Purpose: We aimed to characterize the association of dietary sugar intake with blood lipids and glucose-related markers in childhood.
Methods: Data from the multicentric European Childhood Obesity Project Trial were used. Three-day weighed dietary records were obtained at 8 years of age along with serum concentrations of triglycerides, total cholesterol, low-density lipoprotein cholesterol, high-density lipoprotein cholesterol (HDL-C), glucose, and insulin. Total sugar intake comprised all mono- and disaccharides; different sugar sources were defined. Linear regression models were applied to investigate the cross-sectional association of total sugar intake with blood lipids and glucose-related markers with adjustment for total energy intake using the residual method.
Results: Data were available for 325 children. Children consumed on average 332 kcal (SD 110) and 21% (SD 6) of energy from total sugar. In an energy-adjusted model, an increase of 100 kcal from total sugar per day was significantly associated with a z score HDL-C decrease (- 0.14; 95% CI - 0.01, - 0.27; p value = 0.031). Concerning different food groups of total sugar intake, 100 kcal total sugar from sweetened beverages was negatively associated with z score HDL-C (- 1.67; 95% CI - 0.42, - 2.91; p value = 0.009), while total sugar from milk products was positively related to z score HDL-C (1.38, 95% CI 0.03, 2.72; p value = 0.045). None of the other blood lipids or glucose-related markers showed a significant relationship with total sugar intake.

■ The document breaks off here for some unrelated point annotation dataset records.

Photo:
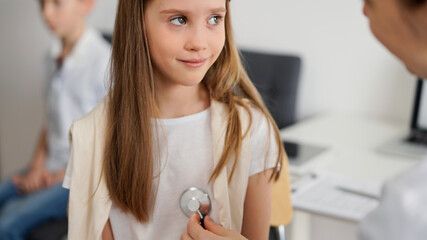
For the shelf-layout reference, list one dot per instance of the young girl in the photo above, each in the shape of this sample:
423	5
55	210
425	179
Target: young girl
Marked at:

Conclusion: Increasing dietary total sugar intake in children, especially from sweetened beverages, was associated with unfavorable effects on HDL-C, which might increase the long-term risk for dyslipidemia and cardiovascular disease.
Clinical trial registry: ClinicalTrials.gov Identifier: NCT00338689; Registered: June 19, 2006. URL: https://clinicaltrials.gov/ct2/show/NCT00338689?term=NCT00338689&rank=1.
Keywords: Blood lipids; Blood sugars; Children; HDL; Sugar intake.